M. Revillout, plusieurs années avant nous, a constaté que l’anesthésie hystérique consiste dans un retard de perception. Ce retard, d’après l’auteur, peut être même de plusieurs minutes. Les observations de cet auteur concordent donc parfaitement avec les miennes. Voici du reste les conclusions de son travail[1] ; nous allons y relever plusieurs points intéressants :

« Chez quelques malades, ce sont des retards très légers que Cruveilhier avait observés et décrits dans l’ataxie locomotrice ; toutes les sensations sont perçues ; mais un peu de temps après avoir été causées.
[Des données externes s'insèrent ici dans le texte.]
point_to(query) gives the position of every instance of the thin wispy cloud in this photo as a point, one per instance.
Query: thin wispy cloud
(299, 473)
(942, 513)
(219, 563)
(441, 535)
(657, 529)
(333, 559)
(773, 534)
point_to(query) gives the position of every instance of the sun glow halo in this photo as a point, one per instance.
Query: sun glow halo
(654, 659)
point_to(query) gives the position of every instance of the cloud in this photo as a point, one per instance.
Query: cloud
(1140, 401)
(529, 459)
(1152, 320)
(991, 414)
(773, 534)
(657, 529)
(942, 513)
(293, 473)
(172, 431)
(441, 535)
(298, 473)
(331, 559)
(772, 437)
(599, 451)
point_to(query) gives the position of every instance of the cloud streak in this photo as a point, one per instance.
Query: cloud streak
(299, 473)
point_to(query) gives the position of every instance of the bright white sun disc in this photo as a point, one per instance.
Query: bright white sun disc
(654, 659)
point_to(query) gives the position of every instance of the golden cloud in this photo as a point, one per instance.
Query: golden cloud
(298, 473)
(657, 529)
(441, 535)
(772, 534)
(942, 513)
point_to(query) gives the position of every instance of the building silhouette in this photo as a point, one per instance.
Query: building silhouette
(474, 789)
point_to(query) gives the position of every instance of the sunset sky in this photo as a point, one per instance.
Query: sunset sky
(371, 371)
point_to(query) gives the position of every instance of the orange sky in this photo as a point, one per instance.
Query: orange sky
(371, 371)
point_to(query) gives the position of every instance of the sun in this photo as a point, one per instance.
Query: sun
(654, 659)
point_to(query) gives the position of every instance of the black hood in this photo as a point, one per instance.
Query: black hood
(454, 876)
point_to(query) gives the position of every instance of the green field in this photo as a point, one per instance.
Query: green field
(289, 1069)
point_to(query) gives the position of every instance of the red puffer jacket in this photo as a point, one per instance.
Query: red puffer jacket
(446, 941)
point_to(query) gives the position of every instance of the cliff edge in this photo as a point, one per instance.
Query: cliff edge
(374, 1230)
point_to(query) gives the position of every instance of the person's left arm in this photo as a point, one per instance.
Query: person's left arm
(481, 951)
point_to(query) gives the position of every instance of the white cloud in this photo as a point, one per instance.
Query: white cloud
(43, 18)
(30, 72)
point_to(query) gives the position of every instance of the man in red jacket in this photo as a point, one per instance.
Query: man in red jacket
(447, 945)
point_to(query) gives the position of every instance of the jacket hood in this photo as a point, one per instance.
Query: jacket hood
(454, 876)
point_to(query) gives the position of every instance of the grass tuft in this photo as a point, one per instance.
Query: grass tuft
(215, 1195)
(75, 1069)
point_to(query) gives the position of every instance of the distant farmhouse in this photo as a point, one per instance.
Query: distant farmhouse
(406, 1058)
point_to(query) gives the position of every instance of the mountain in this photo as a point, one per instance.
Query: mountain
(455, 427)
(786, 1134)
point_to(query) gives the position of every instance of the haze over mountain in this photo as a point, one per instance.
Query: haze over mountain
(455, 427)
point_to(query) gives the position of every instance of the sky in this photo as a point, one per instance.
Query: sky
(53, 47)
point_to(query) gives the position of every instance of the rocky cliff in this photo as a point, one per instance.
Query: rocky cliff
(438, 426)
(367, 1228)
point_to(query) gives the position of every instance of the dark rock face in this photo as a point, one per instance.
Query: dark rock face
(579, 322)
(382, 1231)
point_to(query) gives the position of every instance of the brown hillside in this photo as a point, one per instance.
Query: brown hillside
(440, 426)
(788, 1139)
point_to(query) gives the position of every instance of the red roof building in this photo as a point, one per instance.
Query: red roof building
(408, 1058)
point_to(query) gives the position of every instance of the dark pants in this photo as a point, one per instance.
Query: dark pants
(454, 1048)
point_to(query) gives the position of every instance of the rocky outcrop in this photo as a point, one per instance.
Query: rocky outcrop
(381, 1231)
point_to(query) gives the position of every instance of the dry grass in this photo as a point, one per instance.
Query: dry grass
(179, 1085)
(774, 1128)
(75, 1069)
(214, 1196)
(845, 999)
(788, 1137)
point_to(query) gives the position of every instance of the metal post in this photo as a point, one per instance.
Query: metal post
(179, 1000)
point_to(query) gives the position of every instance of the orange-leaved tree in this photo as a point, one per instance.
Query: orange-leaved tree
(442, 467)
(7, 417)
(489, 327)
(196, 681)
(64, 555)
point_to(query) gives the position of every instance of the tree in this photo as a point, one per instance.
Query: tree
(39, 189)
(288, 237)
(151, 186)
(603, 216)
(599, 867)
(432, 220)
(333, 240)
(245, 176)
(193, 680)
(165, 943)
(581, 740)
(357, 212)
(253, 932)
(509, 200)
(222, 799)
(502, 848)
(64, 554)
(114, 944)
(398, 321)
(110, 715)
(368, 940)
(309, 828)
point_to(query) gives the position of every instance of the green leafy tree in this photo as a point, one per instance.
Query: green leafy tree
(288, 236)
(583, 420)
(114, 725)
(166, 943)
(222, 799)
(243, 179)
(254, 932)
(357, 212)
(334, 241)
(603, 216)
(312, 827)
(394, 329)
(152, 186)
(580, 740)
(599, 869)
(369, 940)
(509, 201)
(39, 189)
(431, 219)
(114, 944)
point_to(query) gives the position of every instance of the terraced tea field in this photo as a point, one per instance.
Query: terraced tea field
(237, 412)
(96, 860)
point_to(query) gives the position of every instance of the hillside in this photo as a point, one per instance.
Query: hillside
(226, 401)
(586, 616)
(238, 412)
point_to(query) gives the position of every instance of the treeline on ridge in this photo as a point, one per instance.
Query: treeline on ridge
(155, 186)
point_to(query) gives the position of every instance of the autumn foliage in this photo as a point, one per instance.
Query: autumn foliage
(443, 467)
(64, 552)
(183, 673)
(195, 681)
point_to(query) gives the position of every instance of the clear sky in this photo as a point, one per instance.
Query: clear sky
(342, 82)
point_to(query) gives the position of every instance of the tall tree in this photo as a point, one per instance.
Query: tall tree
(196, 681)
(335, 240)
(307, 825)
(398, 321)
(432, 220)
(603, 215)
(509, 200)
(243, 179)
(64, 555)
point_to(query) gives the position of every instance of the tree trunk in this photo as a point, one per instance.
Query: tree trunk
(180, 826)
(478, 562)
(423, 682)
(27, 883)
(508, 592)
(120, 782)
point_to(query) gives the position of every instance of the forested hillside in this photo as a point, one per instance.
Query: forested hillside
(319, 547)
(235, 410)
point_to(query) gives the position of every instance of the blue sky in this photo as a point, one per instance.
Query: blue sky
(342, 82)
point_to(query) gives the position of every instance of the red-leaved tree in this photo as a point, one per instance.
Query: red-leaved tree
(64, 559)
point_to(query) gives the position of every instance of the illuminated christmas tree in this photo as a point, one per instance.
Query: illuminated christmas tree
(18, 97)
Chez d’autres, des retards plus longs, qui exigent une impression plus étendue, au moins en surface, pour la mise en jeu du centre conscient ; chez d’autres, des retards plus longs encore ; la continuité de l’impression devient nécessaire ; autrement, elle passe inaperçue comme elle peut le faire chez un homme préoccupé par une passion violente ou une grande tension d’esprit. Souvent même dans ces conditions, la sensation, une fois provoquée, n’apparaît pas telle qu’elle devrait être. Le malade qu’on pince commence par accuser l’impression que lui produirait un contact superficiel, le passage d’une mouche, ou une pression simple, ou même l’éveil d’une sensation de température, de chaud ou de froid. Dans les cas les plus accentués que j’ai rencontrés et où le retard se prolongeait jusqu’à une demi-heure et plus, il arrivait aussi que des sensations autres se manifestaient dans la même région sans que le malade, qui auparavant n’y sentait absolument rien, rapportât d’abord ce qu’il éprouvait au point précis où l’excitation était appliquée. »

Nous constatons tout de suite que l’auteur n’est pas d’accord avec nous lorsqu’il considère l’anesthésie hystérique comme simplement apparente, et l’explique par un retard de perception. Il n’a pas eu l’oc-

  1. Les anesthésies apparentes et les sensations retardées dans les névroses (Mémoires de l’Acad. des Sciences, 1885, t.  II, p. 555).